= Slamming Bill =

Proposed US law concerning spam

Slamming Bill (Anti-slamming Amendments Act, ) was a bill proposed in the United States Senate in 1998. It never passed. This bill is often mentioned by spammers in order to give a false impression that their spam is legal.

==Bill==
The bill originally dealt with telephone slamming. Some of its editions contained a controversial part that required senders of unsolicited email to include their name, electronic and physical address, and telephone number at the beginning of the message, and also to include "a statement that further transmissions of such mail to the recipient by the person may be stopped at no cost to the recipient by sending a reply to the originating electronic mail address with the word "remove" in the subject line".

A bill must be passed by both Senate and House to become a law. One edition of the bill was passed by the Senate but not the House. Another edition was passed by the House but not the Senate, and only after this controversial part had been discarded due to public protests.

Therefore, the bill is not a law.

==Why the spammers' claim is incorrect==
- The bill is not a law, since it never passed both Senate and House.
- Most spammers violate the bill because they don't provide their email addresses, real names, addresses and phone numbers in the beginning of their messages.
- Some spammers mention Section 301, Paragraph (a)(2)(C). This refers to the edition proposed by the House. But in this edition, the whole Section 301, Paragraph (a)(2) had been dropped due to public protests.
- Some spammers mention the bill when sending messages from outside the United States to recipients who are also outside the United States. In these cases it is often changed to something like an "international regulation", to make the claim look less obviously bogus.

==Problems with the bill==

- It would greatly increase the time wasted on mass unsolicited email.
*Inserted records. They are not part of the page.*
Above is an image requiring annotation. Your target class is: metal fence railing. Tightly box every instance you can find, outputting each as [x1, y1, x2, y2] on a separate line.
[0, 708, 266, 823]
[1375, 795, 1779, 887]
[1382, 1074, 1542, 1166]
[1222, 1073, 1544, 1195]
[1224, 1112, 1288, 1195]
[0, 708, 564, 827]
It is much faster to delete 10 spam messages than to reply on each one with the "remove" word and then delete them.
- By getting the "remove" reply, spammers would know that the address is in active use, and could send more spam or sell it to other spammers.
- For these reasons, many users wouldn't reply email messages with the "remove" word. Unsolicited emailers would be able to send them any number of commercial advertisement and still claim that they comply the law.